13085 Hamilton Crossing Boulevard
Carmel, Indiana 46032
(Name and address of agent for service)
(317) 815-9135
(Telephone number, including area code, of agent for service)
Indicate by check mark whether the registrant is a large accelerated filer, an accelerated filer, a non-accelerated filer, or a smaller reporting company. See the definitions of “large accelerated filer”, “accelerated filer” and “smaller reporting company” in Rule 12b-2 of the Exchange Act.
Large accelerated filer | ¨ | Accelerated filer | ¨ | |||
Non-accelerated filer | x (Do not check if a smaller reporting company) | Smaller reporting company | ¨ |
CALCULATION OF REGISTRATION FEE
Title of Securities to Be Registered | Amount to Be Registered (1) |
Proposed Maximum Offering Price Per Unit (2) |
Proposed Maximum Offering Price |
Amount of Registration Fee | ||||
Deferred Compensation Obligations (1) |
$2,000,000 | 100% | $2,000,000 | $142.60 | ||||
(1) | The Deferred Compensation Obligations are unsecured general obligations of KAR Auction Services, Inc. to pay deferred compensation in accordance with the terms of the KAR Auction Services, Inc. Directors Deferred Compensation Plan. |
(2) | Estimated solely for the purpose of calculating the registration fee pursuant to Rule 457(c) and 457(h) under the Securities Act. |
PART I.
INFORMATION REQUIRED IN THE SECTION 10(A) PROSPECTUS
The document(s) containing the information specified in Part I will be sent or given to participants as specified by Rule 428(b)(1) under the Securities Act of 1933, as amended (the “Securities Act”). Such documents are not being filed with the Securities and Exchange Commission (the “SEC”) either as part of this Registration Statement or as prospectuses or prospectus supplements pursuant to Rule 424 under the Securities Act.

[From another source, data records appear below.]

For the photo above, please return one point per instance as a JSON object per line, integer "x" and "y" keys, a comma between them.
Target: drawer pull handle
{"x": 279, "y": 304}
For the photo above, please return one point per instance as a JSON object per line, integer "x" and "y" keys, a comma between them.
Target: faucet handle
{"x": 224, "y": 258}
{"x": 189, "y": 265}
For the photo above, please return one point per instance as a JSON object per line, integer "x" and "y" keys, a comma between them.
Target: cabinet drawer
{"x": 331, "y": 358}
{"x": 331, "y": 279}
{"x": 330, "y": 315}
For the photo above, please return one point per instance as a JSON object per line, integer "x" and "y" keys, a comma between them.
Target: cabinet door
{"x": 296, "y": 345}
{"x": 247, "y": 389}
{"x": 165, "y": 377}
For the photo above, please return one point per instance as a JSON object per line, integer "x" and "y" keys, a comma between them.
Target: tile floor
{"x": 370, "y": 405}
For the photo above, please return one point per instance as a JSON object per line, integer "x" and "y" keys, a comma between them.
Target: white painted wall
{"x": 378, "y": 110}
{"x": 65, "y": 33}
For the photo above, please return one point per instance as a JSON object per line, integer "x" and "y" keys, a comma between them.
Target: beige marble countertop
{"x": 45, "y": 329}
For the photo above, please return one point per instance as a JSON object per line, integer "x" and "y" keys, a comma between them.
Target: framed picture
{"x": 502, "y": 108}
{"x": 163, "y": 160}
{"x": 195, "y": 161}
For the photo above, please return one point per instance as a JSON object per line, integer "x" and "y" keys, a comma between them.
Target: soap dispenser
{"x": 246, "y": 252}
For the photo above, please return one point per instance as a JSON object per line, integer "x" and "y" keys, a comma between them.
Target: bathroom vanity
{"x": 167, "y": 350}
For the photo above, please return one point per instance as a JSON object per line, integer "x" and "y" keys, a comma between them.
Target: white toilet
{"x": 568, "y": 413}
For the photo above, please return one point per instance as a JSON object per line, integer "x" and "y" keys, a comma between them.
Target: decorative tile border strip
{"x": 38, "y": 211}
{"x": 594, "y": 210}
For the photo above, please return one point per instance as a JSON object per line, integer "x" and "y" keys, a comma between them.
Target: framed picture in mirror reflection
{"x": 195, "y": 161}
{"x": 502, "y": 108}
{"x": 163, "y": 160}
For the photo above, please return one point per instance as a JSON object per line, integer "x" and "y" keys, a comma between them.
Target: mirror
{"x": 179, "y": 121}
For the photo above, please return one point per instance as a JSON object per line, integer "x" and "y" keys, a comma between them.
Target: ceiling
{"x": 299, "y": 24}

Such documents and the documents incorporated by reference in this Registration Statement pursuant to Item 3 of Part II of this Registration Statement, taken together, constitute a prospectus that meets the requirements of Section 10(a) of the Securities Act.
PART II.
INFORMATION REQUIRED IN THE REGISTRATION STATEMENT
Item 1. | Incorporation of Documents by Reference. |
The following documents previously filed with the SEC are incorporated by reference in this registration statement:
(a) The Company’s Annual Report on Form 10-K for the fiscal year ended December 31, 2009; and
(b) The Company’s Quarterly Reports on Form 10-Q for the quarters ended March 31, 2010 and June 30, 2010.
(c) The Company’s Current Reports on Form 8-K filed with the Commission on January 6, 2010, January 29, 2010, February 12, 2010, February 16, 2010, February 25, 2010, March 26, 2010, April 19, 2010, May 5, 2010 and August 3, 2010 (in each case, other than any portion of such filings that are furnished under applicable SEC rules rather than filed).
In addition, all documents subsequently filed by the Company pursuant to Sections 13(a), 13(c), 14 and 15(d) of the Exchange Act, prior to the filing of a post-effective amendment to this registration statement that indicates that all securities offered have been sold or that deregisters all securities then remaining unsold, shall be deemed to be incorporated by reference in this registration statement and to be part hereof from the date of filing of such documents with the SEC.
Any statement contained in a document incorporated or deemed to be incorporated by reference in this registration statement shall be deemed to be modified or superseded for purposes of this registration statement to the extent that a statement contained in this registration statement, or in any other subsequently filed document that also is or is deemed to be incorporated by reference in this registration statement, modifies or supersedes such prior statement. Any statement contained in this registration statement shall be deemed to be modified or superseded to the extent that a statement contained in a subsequently filed document that is or is deemed to be incorporated by reference in this registration statement modifies or supersedes such prior statement. Any statement so modified or superseded shall not be deemed, except as so modified or superseded, to constitute a part of this registration statement.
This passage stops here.